Indian steel companies, faced with a domestic shortage of iron ore, are cranking up imports to capitalize on international prices that are near two-year lows.

While certain to be welcomed by global iron-ore miners, the rise in Indian imports is unlikely to have a lasting impact on international prices, given slowing demand from China and an expanding supply.

JSW Steel, one of India's largest steel producers, will import 500,000 metric tons of high-grade ore in July-August from South Africa, Canada and Australia, at a landed price of around $91.5 a ton, after paying a 2.5% import tax, according to people with direct knowledge of the purchases.

The price for ore with 62% iron content delivered to China's Tianjin port, a regional benchmark, was $89.3 a ton Tuesday, according to The Steel Index, far below the $139.7 a ton seen in early December last year. Iron ore is a key ingredient in steel.

JSW Steel also plans to import 500,000 tons of iron ore from October to December, the people said.

Separately, Tata Steel Ltd., one of India's top steel producers, recently imported around 140,000 tons of iron ore in two separate shipments, according to a person familiar with the matter.

A JSW Steel executive, who declined to be identified, said these were the company's first iron-ore imports this year and that it had never imported such large volumes.

Basant Poddar, vice chairman of Federation of Indian Mineral Industries, said he expected total Indian imports to reach 10 million-15 million tons this financial year ending in March, compared with 500,000 tons last year. He said it made sense for port-based steel plants to import high-grade ores as the imported price was nearly comparable to lower-grade Indian ores.

Further out, imports could accelerate.

"Recent plans to increase Indian imports of iron ore show that India will be increasingly reliant on commodities from other countries, which is likely to be an upside risk to iron ore and other hard commodity prices," said Paul Bloxham, HSBC's chief economist for Australia and New Zealand.

India's pressing need for infrastructure and housing means its demand for iron ore and other hard commodities is likely to get much stronger when such investment materializes, he said.

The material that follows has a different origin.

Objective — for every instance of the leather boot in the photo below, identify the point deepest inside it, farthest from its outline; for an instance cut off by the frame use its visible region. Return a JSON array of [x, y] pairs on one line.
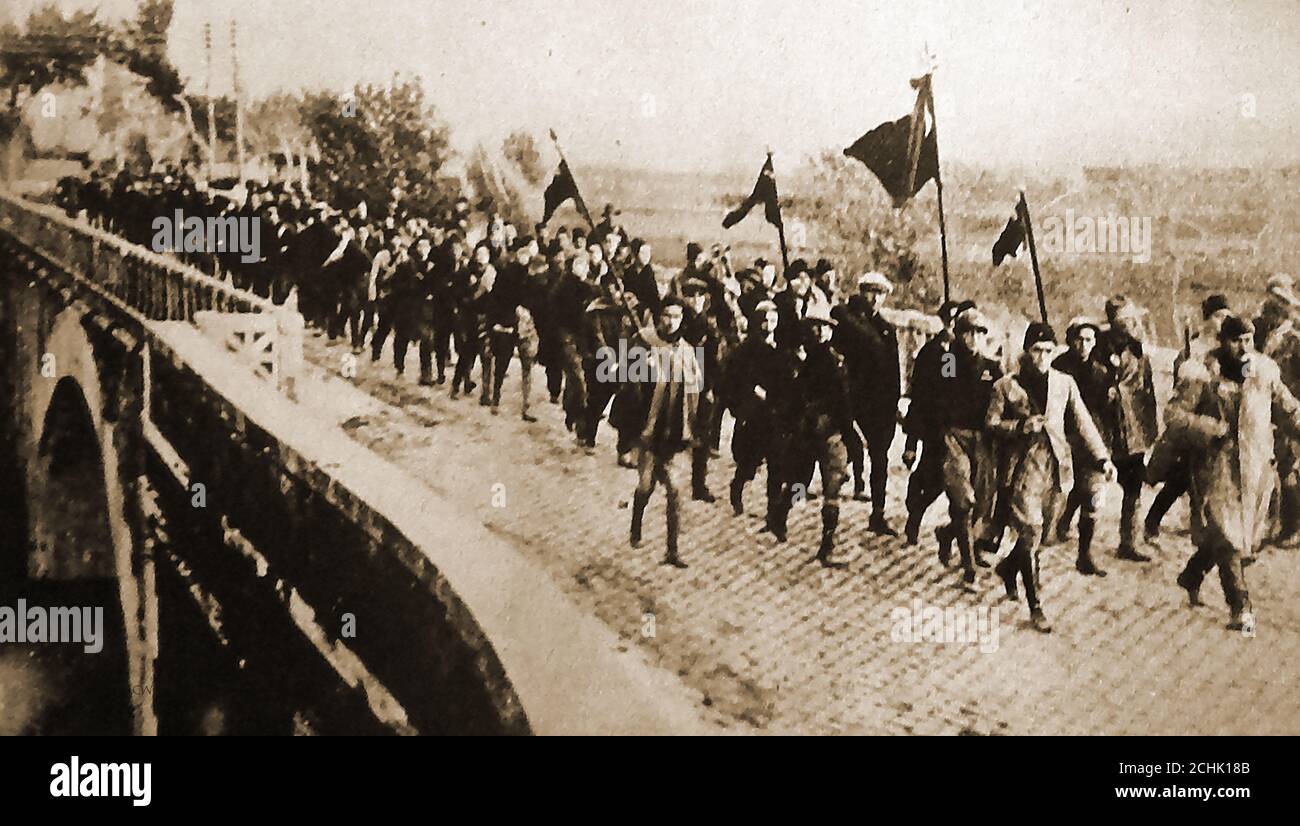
[[1086, 565], [826, 553], [638, 509]]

"The recent change of government means there is more optimism about India's investment outlook than there has been in a number of years," he said.

Domestic steel producers have approached the new Bhartiya Janata Party-led government about scrapping a 2.55% import tax on iron ore, said an industry executive. The government is due to release its first budget in July.

Helen Lau, senior analyst with UOB Kay Hian, said India's imports may only have a marginal effect on prices, at least in the short-term. She pointed out that India's imports are tiny compared to China's. In 2013, China imported 819 million tons of iron ore and it has more than 100 million tons stockpiled at its ports, she noted.

India's domestic iron-ore production is expected to fall by 7% to around 125 million tons this financial year. A majority of mines in two key provinces—Karnataka and Goa—have yet to resume normal operations despite a partial lifting of court-ordered mining bans.

Domestic output has been hit also by a Supreme Court order that a number of mines in the mineral-rich eastern state of Orissa must reapply for mining permission.